Do you ever read a cookbook, food blog, or food magazine, and a recipe just reaches out, smacks you, and screams, "You must make me!"? That's what happened to me with this recipe. I don't know why, but when I saw it in this month's Saveur, I instantly decided that I had to try it. And because these little dumplings are basically like ricotta gnocchi, I was finally motivated to make homemade ricotta the way I'd been planning to do for approximately 5 months.
You can make a whole meal out of these little dumplings, or you can serve them as a side. As an added benefit, they freeze well, and you don't even have to defrost them--just throw them in a pot of boiling water the same way you would with the unfrozen dumplings.
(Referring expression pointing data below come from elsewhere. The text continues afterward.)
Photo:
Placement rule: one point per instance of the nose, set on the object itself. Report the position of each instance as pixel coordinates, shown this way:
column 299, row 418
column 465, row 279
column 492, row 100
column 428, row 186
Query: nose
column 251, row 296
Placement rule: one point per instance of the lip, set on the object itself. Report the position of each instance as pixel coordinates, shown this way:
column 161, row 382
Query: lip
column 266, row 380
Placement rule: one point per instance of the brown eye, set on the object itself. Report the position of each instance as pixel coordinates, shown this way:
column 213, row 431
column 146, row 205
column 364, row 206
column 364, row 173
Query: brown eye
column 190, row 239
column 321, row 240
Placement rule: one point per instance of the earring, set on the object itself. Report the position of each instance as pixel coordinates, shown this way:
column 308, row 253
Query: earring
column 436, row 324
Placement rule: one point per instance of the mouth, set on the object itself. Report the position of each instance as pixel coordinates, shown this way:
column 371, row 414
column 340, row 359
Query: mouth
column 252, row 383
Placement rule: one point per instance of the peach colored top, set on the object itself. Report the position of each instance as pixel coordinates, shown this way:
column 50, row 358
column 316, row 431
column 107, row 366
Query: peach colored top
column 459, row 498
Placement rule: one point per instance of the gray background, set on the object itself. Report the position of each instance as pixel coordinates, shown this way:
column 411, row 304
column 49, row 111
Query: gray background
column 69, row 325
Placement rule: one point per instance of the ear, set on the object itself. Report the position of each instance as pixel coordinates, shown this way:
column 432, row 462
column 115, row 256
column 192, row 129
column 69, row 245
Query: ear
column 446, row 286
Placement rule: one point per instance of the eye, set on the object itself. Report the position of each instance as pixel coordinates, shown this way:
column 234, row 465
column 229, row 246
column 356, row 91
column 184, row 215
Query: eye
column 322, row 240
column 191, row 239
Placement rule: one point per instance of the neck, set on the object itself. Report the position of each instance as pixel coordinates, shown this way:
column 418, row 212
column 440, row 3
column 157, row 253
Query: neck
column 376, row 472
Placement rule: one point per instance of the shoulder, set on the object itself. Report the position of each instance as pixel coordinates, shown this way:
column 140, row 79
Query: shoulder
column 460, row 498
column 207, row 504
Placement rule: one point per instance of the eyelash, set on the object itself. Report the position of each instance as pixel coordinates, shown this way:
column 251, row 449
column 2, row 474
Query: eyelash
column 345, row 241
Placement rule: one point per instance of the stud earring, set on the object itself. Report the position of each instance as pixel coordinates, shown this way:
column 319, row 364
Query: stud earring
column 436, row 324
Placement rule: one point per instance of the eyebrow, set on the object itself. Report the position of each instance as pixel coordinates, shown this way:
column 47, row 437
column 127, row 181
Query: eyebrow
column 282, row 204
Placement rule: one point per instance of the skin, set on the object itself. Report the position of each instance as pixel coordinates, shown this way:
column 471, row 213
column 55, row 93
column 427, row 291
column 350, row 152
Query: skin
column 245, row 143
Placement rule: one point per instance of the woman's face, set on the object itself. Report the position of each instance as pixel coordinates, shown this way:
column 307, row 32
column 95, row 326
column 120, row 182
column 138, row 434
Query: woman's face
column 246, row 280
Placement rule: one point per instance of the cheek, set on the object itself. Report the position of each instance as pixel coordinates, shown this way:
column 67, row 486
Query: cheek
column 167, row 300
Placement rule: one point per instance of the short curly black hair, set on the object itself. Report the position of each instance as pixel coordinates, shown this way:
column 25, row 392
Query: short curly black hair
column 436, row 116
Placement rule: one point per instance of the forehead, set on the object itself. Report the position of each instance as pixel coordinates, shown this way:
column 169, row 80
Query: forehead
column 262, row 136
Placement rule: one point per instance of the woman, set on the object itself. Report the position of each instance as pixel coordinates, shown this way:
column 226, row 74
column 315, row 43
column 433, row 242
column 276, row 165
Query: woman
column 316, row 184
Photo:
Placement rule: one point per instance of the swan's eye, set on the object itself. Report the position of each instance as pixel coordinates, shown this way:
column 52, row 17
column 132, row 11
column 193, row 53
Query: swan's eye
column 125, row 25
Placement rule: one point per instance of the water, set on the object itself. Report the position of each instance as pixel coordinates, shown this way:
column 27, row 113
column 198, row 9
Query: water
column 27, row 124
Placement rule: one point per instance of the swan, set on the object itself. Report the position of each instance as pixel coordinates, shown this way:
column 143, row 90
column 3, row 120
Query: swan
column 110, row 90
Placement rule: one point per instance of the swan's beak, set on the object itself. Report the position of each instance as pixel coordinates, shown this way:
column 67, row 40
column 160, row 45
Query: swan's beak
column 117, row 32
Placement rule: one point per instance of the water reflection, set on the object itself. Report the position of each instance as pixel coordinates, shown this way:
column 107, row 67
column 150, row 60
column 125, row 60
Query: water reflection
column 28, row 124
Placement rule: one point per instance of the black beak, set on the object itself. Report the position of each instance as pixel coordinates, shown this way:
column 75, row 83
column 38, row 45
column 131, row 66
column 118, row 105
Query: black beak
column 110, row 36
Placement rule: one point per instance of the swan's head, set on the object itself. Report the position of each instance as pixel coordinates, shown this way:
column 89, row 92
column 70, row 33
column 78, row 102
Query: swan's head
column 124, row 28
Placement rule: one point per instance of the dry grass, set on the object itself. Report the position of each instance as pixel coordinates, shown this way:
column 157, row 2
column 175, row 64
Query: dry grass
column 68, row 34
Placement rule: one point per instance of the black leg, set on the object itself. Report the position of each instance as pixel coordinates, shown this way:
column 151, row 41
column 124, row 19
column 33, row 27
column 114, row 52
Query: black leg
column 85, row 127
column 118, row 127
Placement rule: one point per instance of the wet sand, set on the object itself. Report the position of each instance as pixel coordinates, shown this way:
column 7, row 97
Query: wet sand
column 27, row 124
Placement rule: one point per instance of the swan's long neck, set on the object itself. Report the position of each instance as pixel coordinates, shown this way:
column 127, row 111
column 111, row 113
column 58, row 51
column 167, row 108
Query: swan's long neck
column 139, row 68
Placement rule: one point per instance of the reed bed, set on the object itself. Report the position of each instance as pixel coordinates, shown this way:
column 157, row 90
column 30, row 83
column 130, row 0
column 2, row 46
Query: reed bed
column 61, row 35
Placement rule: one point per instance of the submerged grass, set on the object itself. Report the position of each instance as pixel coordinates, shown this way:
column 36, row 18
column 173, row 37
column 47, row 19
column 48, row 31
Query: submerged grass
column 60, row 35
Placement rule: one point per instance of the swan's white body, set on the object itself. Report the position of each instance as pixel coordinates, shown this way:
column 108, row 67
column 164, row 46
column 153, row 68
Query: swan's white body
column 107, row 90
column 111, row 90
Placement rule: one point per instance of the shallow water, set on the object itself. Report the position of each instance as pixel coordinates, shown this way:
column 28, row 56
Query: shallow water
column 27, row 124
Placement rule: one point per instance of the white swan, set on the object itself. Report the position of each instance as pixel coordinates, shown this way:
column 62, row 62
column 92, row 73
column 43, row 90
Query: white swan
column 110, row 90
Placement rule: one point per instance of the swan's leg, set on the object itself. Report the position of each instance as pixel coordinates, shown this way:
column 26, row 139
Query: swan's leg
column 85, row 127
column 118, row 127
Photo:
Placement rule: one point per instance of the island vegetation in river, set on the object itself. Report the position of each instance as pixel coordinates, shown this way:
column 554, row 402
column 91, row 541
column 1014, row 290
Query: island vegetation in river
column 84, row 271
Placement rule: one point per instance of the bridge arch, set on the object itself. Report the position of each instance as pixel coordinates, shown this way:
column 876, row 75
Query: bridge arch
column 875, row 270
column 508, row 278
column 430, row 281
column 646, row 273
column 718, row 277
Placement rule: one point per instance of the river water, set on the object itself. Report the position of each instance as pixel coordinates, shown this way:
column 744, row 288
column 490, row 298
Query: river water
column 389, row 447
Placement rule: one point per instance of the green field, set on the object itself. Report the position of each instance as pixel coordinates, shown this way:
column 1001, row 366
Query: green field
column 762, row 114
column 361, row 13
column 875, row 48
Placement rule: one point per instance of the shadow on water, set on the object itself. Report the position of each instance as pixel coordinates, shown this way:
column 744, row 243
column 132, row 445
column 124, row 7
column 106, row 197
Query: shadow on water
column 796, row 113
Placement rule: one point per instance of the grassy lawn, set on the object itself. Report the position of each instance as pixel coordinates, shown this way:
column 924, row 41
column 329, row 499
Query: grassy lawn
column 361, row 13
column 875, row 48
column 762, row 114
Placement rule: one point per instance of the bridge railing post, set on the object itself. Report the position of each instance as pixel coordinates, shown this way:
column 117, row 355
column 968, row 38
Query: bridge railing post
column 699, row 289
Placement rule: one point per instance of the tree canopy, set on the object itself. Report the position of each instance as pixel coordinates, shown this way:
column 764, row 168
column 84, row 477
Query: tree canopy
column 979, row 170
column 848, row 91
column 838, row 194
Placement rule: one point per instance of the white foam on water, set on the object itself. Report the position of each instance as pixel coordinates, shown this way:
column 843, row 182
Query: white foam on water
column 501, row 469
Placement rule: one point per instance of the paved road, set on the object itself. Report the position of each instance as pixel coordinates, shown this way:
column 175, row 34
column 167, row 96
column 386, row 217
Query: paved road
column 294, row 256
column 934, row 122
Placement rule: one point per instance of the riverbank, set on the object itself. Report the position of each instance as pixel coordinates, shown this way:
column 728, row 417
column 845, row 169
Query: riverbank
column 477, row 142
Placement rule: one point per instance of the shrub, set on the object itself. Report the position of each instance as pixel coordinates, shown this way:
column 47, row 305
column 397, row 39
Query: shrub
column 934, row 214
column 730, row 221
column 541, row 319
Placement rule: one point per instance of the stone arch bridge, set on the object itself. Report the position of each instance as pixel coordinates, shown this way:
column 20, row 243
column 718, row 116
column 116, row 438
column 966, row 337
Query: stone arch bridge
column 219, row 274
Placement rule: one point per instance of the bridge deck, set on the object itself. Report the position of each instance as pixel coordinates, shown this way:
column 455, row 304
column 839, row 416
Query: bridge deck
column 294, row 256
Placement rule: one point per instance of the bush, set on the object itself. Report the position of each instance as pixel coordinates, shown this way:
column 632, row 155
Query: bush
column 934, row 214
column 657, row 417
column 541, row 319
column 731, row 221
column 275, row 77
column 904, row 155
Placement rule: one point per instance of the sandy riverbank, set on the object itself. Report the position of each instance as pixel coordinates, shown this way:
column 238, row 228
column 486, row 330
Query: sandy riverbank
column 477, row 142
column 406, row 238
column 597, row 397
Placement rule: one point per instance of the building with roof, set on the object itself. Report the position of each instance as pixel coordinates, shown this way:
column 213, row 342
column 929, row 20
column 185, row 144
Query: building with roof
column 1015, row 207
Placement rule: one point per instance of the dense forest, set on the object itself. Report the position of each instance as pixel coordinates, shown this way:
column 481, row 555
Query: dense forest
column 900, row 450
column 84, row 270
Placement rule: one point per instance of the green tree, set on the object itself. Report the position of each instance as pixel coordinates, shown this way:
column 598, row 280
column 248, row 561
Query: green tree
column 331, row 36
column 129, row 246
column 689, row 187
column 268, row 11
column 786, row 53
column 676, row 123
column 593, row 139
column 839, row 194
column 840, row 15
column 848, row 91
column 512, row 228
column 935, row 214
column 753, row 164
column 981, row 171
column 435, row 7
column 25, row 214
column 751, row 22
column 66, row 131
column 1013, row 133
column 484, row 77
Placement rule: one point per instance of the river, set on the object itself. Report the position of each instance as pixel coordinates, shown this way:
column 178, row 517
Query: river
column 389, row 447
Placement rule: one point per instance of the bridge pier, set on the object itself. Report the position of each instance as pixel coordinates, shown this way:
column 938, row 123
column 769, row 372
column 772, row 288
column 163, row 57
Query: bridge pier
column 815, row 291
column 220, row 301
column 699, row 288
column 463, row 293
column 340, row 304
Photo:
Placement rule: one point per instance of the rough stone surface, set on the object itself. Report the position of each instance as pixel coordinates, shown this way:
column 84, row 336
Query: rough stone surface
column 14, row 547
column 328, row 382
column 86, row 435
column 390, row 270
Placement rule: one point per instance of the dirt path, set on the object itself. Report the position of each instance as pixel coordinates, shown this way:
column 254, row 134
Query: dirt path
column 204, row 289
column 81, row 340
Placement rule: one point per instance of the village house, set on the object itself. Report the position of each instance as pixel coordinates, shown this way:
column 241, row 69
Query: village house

The original recipe called for sage leaves to be gently cooked in some butter along with the boiled dumplings. I tried this and wasn't crazy about it, but I left the sage leaves in the pictures because they looked pretty. You can certainly try adding some sage leaves to the butter as the dumplings cook; if you try it, let me know how you like it. I was kind of thinking that rosemary might work well, and I was also thinking that olive oil rather than butter might be nice. But whether you use herbs or not, you should definitely add pine nuts; they weren't in the original recipe, but in my opinion, they made the dish. And one last change--I used less butter than the original recipe called for because the original recipe called for a total of 16 tablespoons, which I just couldn't do.
Ricotta and Swiss Chard Dumplings
(Adapted from Sauveur)
- 1 pound ricotta
- 1 tsp Kosher salt, plus more to taste
- 2 bunches Swiss chard (about 2 pounds), tough inner stems removed
- 1 10 oz box frozen chopped spinach, defrosted (or two more bunches Swiss chard--that's what the original recipe called for)
- 6 tablespoons butter, melted
- 1/4 flour, plus more as needed
- 1/2 teaspoon freshly grated nutmeg
- 4 egg yolks
- 1 egg
- Freshly ground black pepper
- 2 tablespoons butter
- A handful of pine nuts
- Optional: 24 sage leaves
Bring a large pot of salted water to a boil and add chard; cook until tender, about 3-5 minutes. Drain chard and let cool. Squeeze chard with your hands to expel liquid. Place chard and spinach in a tea towel and squeeze to remove as much water as possible.
Transfer the chard and spinach to a food processor and pulse until finely chopped. Transfer chard to a large bowl along with the ricotta, 1 teaspoon salt, melted butter, flour, nutmeg, egg yolks, and egg. Season with pepper and mix until smooth.
Test one dumpling--in a large pot of salted water, cook the dumpling until it floats to the surface. If it falls apart during this process, add more flour. Also taste the dumpling for seasoning, and adjust as needed. Using 2 spoons, shape 1 teaspoon at a time into an oval (like making a quenelle). Place the dumplings on a lightly floured baking sheet.
If you're not cooking the dumplings immediately, freeze them at this point. Later, when you would like to cook them, just throw them in a pot of boiling water--there's no need to defrost them first.